Enter the sepal length (cm):  5.1
Enter the sepal width (cm) :  3.5
Enter the petal length (cm):  1.4
Enter the petal width (cm):  0.2


The species is Setosa




# 5.Using Random forest

In [160]:
#import libraries
from sklearn.ensemble import RandomForestClassifier

In [161]:
x_train,x_test,y_train,y_test=train_test_split(x,y,test_size=0.25)

In [162]:
rfmodel=RandomForestClassifier()
rfmodel.fit(x_train,y_train)

In [163]:
#accuracy
rfacc=rfmodel.score(x_test,y_test)
print("Accuracy of model:{0}%".format(rfacc*100))

Accuracy of model:97.36842105263158%


In [164]:
#predict the class of species

sle=float(input("Enter the sepal length (cm): "))
swi=float(input("Enter the sepal width (cm) : "))
ple=float(input("Enter the petal length (cm): "))
pwi=float(input("Enter the petal width (cm): "))
value=[[sle,swi,ple,pwi]]
result=rfmodel.predict(value)
if result[0]==0:
    print('The species is Setosa')
elif result[0]==1:
    print('The species is Versicolr')
else:
    print('The species is Virginica')

Enter the sepal length (cm):  5.1
Enter the sepal width (cm) :  3.5
Enter the petal length (cm):  1.4
Enter the petal width (cm):  0.2


The species is Setosa




# 6.Using Naive Bayes

In [166]:
#import libraries
from sklearn.naive_bayes import GaussianNB

In [167]:
x_train,x_test,y_train,y_test=train_test_split(x,y,test_size=0.25)

In [168]:
nbmodel=GaussianNB()
nbmodel.fit(x_train,y_train)

In [169]:
#accuracy
nbacc=nbmodel.score(x_test,y_test)
print("Accuracy of model:{0}%".format(nbacc*100))

Accuracy of model:92.10526315789474%


In [170]:
#predict the class of species

sle=float(input("Enter the sepal length (cm): "))
swi=float(input("Enter the sepal width (cm) : "))
ple=float(input("Enter the petal length (cm): "))
pwi=float(input("Enter the petal width (cm): "))

value=[[sle,swi,ple,pwi]]

result=nbmodel.predict(value)
if result[0]==0:
    print('The species is Setosa')
elif result[0]==1:
    print('The species is Versicolr')
else:
    print('The species is Virginica')

Enter the sepal length (cm):  6.7
Enter the sepal width (cm) :  3
Enter the petal length (cm):  5.2
Enter the petal width (cm):  2.3


The species is Virginica




# Result Analysis

1. The Logistic Regression Model Has 97.77% accuracy in predicting the class successfully.

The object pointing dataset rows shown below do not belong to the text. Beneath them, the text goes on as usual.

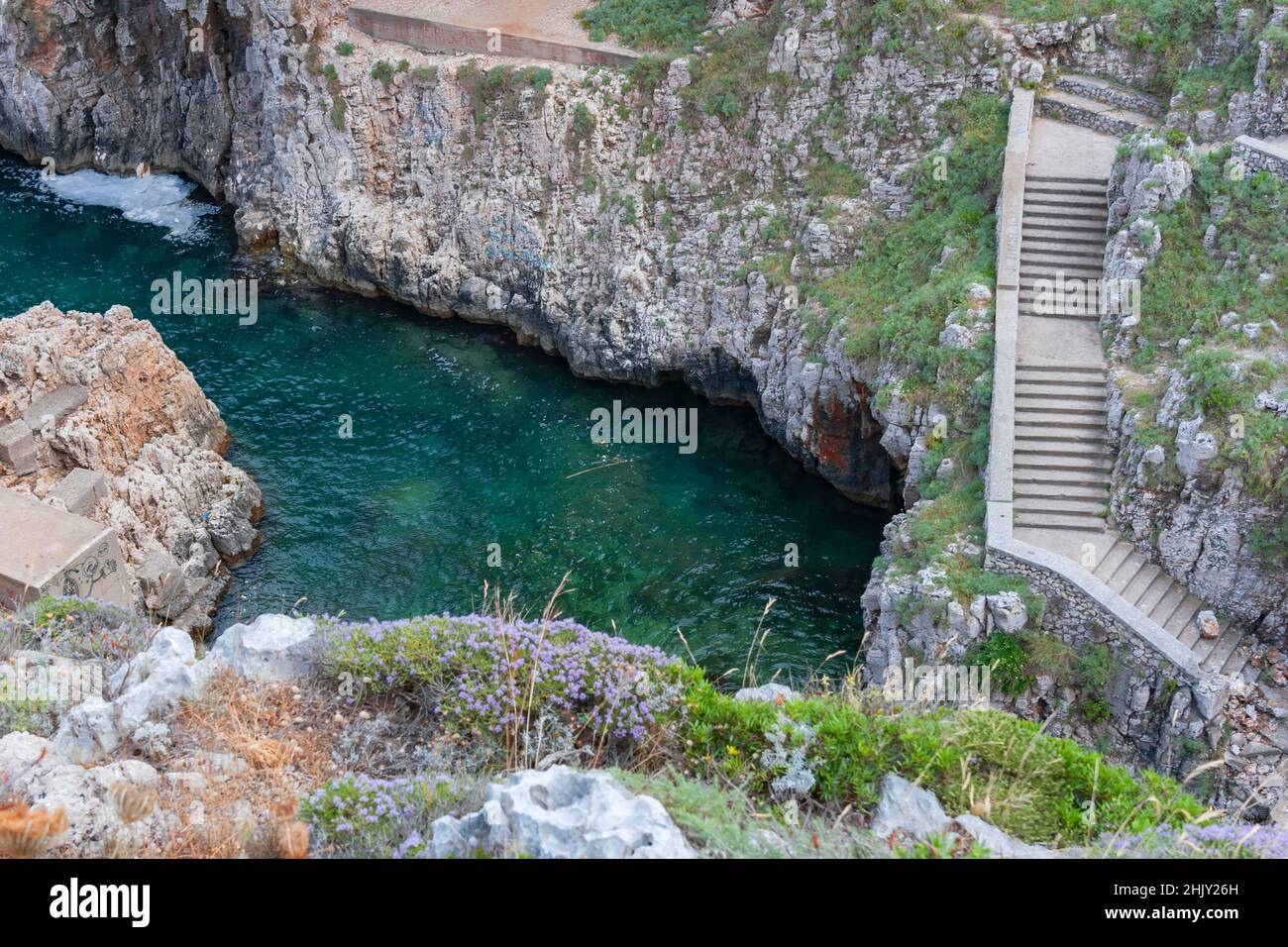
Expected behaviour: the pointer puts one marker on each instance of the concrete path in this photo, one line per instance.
(526, 29)
(1061, 444)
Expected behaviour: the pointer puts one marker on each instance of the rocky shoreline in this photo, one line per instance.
(181, 513)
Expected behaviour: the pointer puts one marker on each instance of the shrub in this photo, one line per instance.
(384, 72)
(647, 24)
(1008, 660)
(76, 629)
(1005, 770)
(364, 817)
(494, 678)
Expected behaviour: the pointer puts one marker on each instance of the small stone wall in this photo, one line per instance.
(1154, 705)
(1257, 157)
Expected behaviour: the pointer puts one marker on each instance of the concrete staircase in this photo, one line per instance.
(1061, 459)
(1159, 596)
(1061, 446)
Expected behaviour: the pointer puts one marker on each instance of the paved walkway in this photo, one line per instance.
(1061, 444)
(552, 22)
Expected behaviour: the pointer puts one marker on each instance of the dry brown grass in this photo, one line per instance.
(284, 736)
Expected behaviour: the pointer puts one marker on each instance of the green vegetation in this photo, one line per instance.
(658, 25)
(382, 72)
(719, 763)
(1034, 787)
(1224, 365)
(1008, 660)
(733, 71)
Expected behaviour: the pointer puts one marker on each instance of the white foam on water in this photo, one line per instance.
(156, 198)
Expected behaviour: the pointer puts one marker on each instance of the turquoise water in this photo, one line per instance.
(462, 440)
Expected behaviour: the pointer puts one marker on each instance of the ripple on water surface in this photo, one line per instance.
(460, 440)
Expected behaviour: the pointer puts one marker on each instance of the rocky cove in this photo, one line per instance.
(649, 226)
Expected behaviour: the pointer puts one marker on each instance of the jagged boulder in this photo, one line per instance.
(562, 813)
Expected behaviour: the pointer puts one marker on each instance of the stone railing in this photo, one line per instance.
(434, 37)
(1087, 599)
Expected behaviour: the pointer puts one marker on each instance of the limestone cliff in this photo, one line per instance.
(180, 512)
(604, 217)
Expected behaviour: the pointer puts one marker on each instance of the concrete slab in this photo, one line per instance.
(80, 491)
(44, 551)
(18, 447)
(55, 405)
(524, 29)
(1060, 150)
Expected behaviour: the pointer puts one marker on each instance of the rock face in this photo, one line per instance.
(562, 813)
(1196, 518)
(909, 812)
(617, 240)
(137, 449)
(34, 770)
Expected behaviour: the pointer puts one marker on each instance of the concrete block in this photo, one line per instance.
(55, 405)
(47, 551)
(81, 489)
(18, 447)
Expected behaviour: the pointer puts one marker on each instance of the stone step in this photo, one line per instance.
(1065, 198)
(1083, 217)
(1059, 521)
(1112, 560)
(1046, 179)
(1126, 574)
(1059, 402)
(1080, 189)
(1054, 449)
(1109, 93)
(1059, 375)
(1060, 388)
(1070, 505)
(1133, 590)
(1041, 226)
(1081, 438)
(1155, 592)
(1056, 260)
(1183, 625)
(1080, 317)
(1055, 385)
(1057, 478)
(1060, 368)
(1167, 605)
(1054, 245)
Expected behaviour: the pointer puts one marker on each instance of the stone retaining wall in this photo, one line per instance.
(434, 37)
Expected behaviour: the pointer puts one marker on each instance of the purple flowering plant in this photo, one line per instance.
(359, 815)
(1219, 840)
(494, 677)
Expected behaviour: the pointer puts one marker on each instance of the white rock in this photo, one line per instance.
(771, 693)
(34, 771)
(1008, 609)
(907, 808)
(149, 688)
(273, 647)
(562, 813)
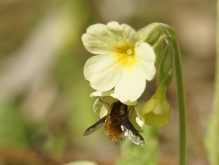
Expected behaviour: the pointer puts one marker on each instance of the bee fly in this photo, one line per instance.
(117, 125)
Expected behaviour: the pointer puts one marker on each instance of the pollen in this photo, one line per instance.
(129, 52)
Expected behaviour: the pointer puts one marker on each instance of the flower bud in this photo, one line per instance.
(150, 33)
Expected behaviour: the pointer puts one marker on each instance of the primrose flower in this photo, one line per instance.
(101, 107)
(122, 63)
(156, 110)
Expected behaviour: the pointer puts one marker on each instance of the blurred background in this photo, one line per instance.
(44, 99)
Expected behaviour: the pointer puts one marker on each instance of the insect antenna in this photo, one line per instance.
(104, 102)
(129, 116)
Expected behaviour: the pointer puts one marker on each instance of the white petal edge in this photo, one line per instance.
(102, 71)
(145, 56)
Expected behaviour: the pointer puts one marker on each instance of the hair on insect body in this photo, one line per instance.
(117, 125)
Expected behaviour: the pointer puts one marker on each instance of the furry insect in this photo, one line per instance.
(117, 125)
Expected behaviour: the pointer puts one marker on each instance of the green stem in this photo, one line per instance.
(181, 106)
(180, 95)
(213, 130)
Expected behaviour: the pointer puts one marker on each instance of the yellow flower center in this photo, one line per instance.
(125, 55)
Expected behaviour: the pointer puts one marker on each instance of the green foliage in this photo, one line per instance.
(13, 129)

2. The KNN Model Has 91.11% accuracy in predicting the class successfully.

3. The SVM Model Has 92.10% accuracy in predicting the class successfully.

4. The Decision Tree Model has 94.73% accuracy in predicting the class successfully.

5. The Random Forest Model has 97.36% accuracy in predicting the class successfully.

6. The Naive Bayes Model has 92.10% accuracy in predicting the class successfully.

The Logistic Regression Model(97.77%) has the highest accuracy from overall ML Models.